In 1868, America wrote into its Constitution the Fourteenth Amendment. It has had immense importance in giving birth to and nurturing the modern civil rights revolution. There is a part of it that, on re-reading, seems at first to be out of date. However, if Section 3 of the Amendment is not a dead letter now, it may be a fairly simple way to deal with President Trump and those who joined him in stirring up the mob that staged a deadly and hostile occupation of the Capitol last week.
Section 3’s main effect probably would be to disqualify President Trump and his cohorts in Congress from ever seeking election again. Depending upon how it fit with other parts of the Constitution – on impeachment of the President and on expulsion of lawmakers – the Section might be put into operation without a super-majority vote in Congress. The courts might have to sort that out.

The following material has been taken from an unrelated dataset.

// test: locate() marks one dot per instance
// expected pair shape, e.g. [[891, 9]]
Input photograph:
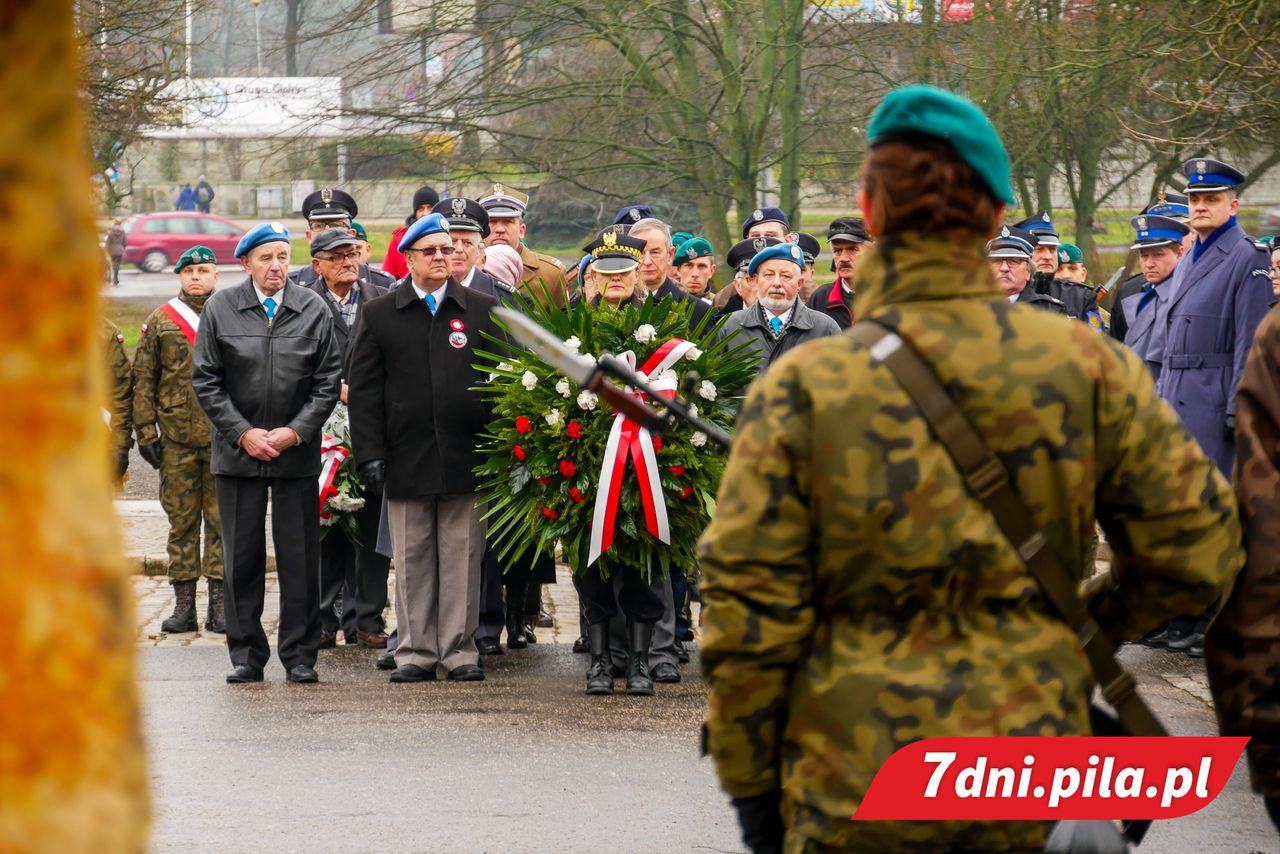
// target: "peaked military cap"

Because the language of the Section is somewhat clumsy, here is a close paraphrasing of its text: No one can hold any office, civil or military, in the federal or any state government if they previously have taken an oath to defend the Constitution and have engaged in insurrection or rebellion against the Constitution, or if they have given aid or comfort to enemies of the Constitution.
What this meant, in 1868, clearly was a disqualification of former adherents to the Constitution who had aided the cause of the Confederate states during the Civil War. If this language were to be applied now to any sitting member of Congress, or to President Trump, no doubt their lawyers would argue that the provision’s only meaning was its original Civil War era intention.
But the language of the Section does not say explicitly that it is limited to the past or to a prior circumstance, it has never been amended or deleted, and it is simply not true that any part of the Constitution expires simply because of its origins. Indeed, some in Congress, reacting now to the invasion of the Capitol last week, are suggesting that the disqualification mandate should now be implemented.
In a law Congress passed in 1898, thirty years after the Amendment was ratified, Congress must pass a law to actually disqualify someone from public office. It is not clear, on the face of the Section, that this could only be done by a super-majority in both houses of Congress. It does take a two-thirds majority to convict a president and remove him from office under the impeachment clause, and it does take a similar majority to expel any U.S. senator or representative from their seats. But the disqualification provision is a stand-alone part of the Constitution, and is clearly designed to deal with a drastic challenge to the constitutional order. An argument could be made that a simple majority would be sufficient – if not for removal, at least for permanently barring from public office.
It is predictable that if Trump or any member of Congress were ordered disqualified under Section 3, there would be a challenge in the courts. There are many specific words in the provision – “insurrection,” “rebellion,” giving “aid or comfort,” and “enemies” — that would be open to interpretation in any such court case. There have been few cases throughout history that provided an opportunity to interpret Section 3, so courts would essentially have to start fresh.
It is not clear, from history, how Section 3 is to be enforced. An 1870 federal law treats as a minor crime, punished by as much as a year in jail and a $1,000 fine, for accepting any office after being disqualified under Section 3 for taking part in insurrection or rebellion. A federal court in North Carolina, ruling in a case filed under the 1870 law, declared that Section 3 treats as insurrection or rebellion as involving any “voluntary effort to assist” in such action with the aim of having it succeed – meaning, apparently, a goal that the enemies of the Constitution would prevail in something approaching overthrow of the government.
It does not seem an exaggeration to find that what happened at the Capitol last Wednesday, and the urging by the President and some members of Congress that energized the mob, could fit within what the drafters of Section 3 had in mind. That just might be tested.